SYNOPSIS Usage: perl runASATP.pl --gtf <gtf file> --trExpFile <transcript_expression_file> --output <output_folder> [--graph no] [--graphFormat SVG] Options: -help|h --gtf STRING Input gtf format file. --output STRING Output folder. --trExpFile STRING A file with expression levels of transcripts in different samples. --graph no|yes Create graph or not. default [no] --graphFormat SVG|png Graph format. default [SVG]
Note: "--gtf" input file should contain CDS annotation. "--trExpFile" input file format (column separated by Tab): Gene Transcript Sample1 Sample2 ... g1 tr1 0.5 20 ... g1 tr2 53 19 ... |
runASATP is a pipeline to run ASRecovist, ASQuantityDiff and ASAffectORF. Therefore, the input and the output files were the same as ASRecovist, ASQuantityDiff and ASAffectORF.
NAME Transform AS pattern to bit matrix.
SYNOPSIS perl asp2bit.pl –asp aspCode --output <output_fold> [--graph no] [--graphFormat SVG]
Options: -help|h --asp Alternative splicing pattern code, e.g. 16 --graph no|yes Create graph or not. default [no] --graphFormat SVG|png Graph format. default [SVG] --output STRING Output folder.
|
The input is the alternative splicing pattern (ASP) code. The output is the bit matrix corresponding to ASP code.
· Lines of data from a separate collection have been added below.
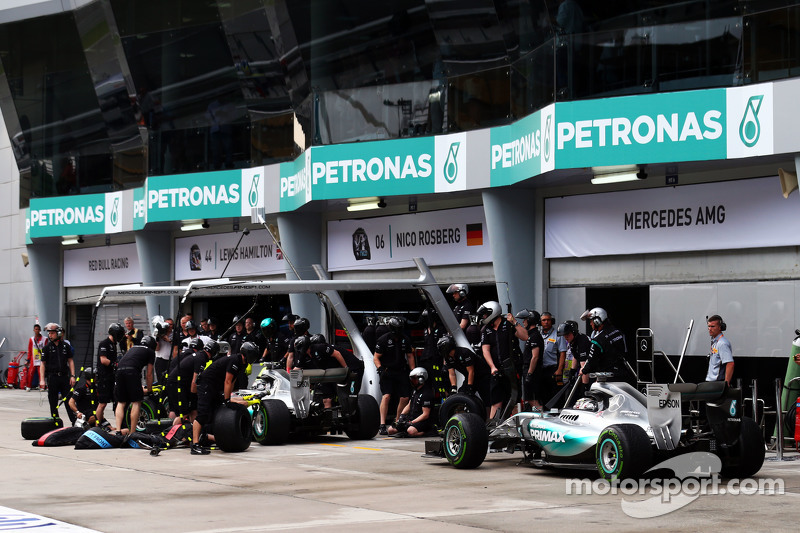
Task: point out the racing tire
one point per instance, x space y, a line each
366 421
271 423
34 428
623 452
460 403
466 440
749 451
146 414
232 428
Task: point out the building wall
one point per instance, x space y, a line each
17 312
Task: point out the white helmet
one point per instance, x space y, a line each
420 373
488 312
596 315
461 288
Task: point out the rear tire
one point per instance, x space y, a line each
750 451
232 428
366 421
33 428
623 451
466 440
460 403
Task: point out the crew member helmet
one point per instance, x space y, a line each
212 348
268 327
301 344
461 288
488 312
596 316
533 317
420 374
116 331
150 342
445 345
250 352
568 327
395 324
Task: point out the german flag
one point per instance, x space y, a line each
475 234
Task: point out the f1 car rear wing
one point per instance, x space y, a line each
325 288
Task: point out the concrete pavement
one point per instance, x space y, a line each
337 484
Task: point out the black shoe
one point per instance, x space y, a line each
199 450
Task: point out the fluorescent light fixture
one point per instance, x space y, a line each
363 204
192 225
617 175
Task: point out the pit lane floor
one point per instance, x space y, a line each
339 485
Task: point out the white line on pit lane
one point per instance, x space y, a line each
13 520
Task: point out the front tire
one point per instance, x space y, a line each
271 423
460 403
466 440
366 421
623 452
232 428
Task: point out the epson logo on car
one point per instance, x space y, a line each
546 435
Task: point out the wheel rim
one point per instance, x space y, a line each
453 441
259 422
609 456
144 417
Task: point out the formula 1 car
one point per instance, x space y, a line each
282 404
617 430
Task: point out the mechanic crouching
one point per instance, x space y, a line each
415 419
214 387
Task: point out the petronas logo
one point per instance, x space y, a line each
115 212
451 164
750 128
547 141
253 196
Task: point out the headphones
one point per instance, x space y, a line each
722 325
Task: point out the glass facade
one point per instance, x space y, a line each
123 89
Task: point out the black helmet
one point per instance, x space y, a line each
212 348
420 374
301 344
533 317
250 352
395 324
488 312
196 344
445 344
268 327
148 341
461 288
301 326
117 331
570 326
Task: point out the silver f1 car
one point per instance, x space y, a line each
281 404
617 430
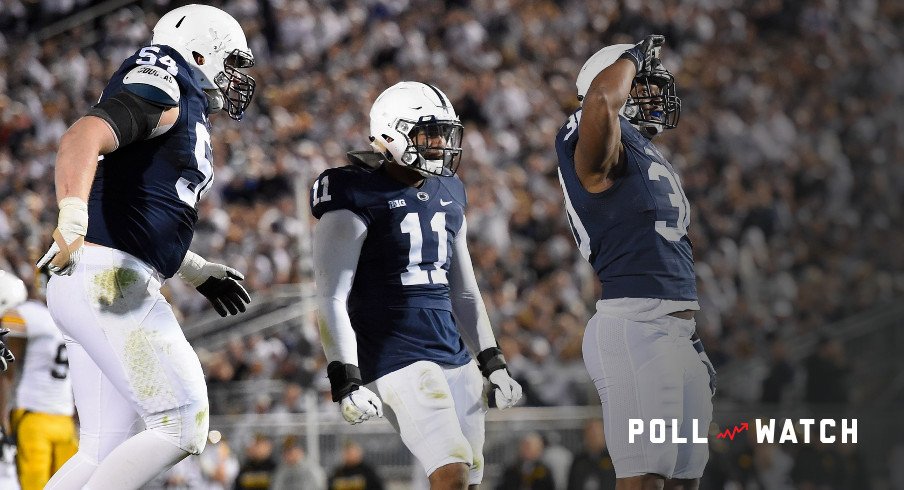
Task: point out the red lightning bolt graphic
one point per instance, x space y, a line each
730 433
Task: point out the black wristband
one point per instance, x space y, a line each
490 360
344 379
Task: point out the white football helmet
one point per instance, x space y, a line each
653 104
414 124
214 45
12 291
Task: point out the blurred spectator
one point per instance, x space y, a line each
353 473
528 471
219 465
592 468
256 472
296 471
557 457
780 375
827 373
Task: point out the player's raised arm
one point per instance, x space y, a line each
603 88
338 238
474 323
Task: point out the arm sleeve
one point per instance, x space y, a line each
467 304
338 238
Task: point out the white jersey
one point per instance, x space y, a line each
45 385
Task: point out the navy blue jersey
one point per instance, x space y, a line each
144 194
399 304
634 233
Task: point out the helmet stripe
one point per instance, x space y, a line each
439 94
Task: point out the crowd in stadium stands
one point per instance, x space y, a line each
787 145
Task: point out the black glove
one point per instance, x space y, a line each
6 355
698 346
226 295
645 54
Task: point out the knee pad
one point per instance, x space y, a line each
186 426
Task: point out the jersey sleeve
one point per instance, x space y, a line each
150 73
457 189
338 188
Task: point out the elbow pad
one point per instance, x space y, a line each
130 117
134 112
344 379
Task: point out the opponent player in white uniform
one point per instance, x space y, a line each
629 216
397 289
41 423
12 294
125 225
Moreover, the graphic structure of an alternative splicing event can be drawn as well.
NAME Transform bit to ASP code.
SYNOPSIS perl bit2asp.pl --bit bitCode --output <output_fold> [--graph no] [--graphFormat SVG]
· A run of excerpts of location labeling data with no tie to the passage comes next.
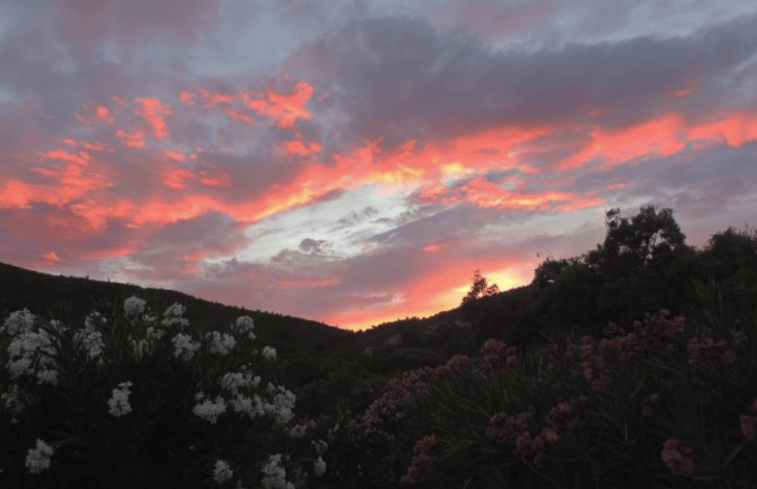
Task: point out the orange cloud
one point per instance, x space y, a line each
733 128
102 112
175 176
485 194
441 288
285 107
134 139
151 110
51 257
300 148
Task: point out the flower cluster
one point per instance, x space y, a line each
134 307
680 461
38 459
29 352
423 464
503 428
269 353
119 401
18 322
498 356
274 474
388 408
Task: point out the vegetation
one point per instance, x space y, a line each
632 365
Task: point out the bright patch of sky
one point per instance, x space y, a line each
285 231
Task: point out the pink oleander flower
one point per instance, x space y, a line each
423 464
679 460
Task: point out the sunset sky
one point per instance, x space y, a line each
354 161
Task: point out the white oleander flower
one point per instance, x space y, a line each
220 343
269 353
222 472
119 401
18 322
210 410
134 307
38 459
184 347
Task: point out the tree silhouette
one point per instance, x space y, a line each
479 288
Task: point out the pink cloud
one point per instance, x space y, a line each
152 110
285 107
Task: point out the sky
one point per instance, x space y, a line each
354 161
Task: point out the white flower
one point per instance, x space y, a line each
274 475
134 306
38 459
222 472
119 401
29 350
138 348
210 410
319 467
269 353
11 399
245 325
18 322
220 343
184 347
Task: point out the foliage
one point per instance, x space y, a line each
479 288
129 399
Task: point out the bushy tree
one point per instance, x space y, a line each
479 288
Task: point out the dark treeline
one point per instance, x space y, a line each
643 265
Options: -help|h --bit Bit code, e.g. 10001,--101 --graph no|yes Create graph or not. default [no] --graphFormat SVG|png Graph format. default [SVG] --output STRING Output folder. |
The input of bit2asp is a bit matrix, and the output is ASP code. bit2asp can also draw graphic stricture of an alternative splicing event.
NAME Split a gtf file when it's too large to process.
SYNOPSIS perl splitGtf.pl <file.gtf> <output_prefix>
|
The input is a large GTF file. The output is a series of small GTF files.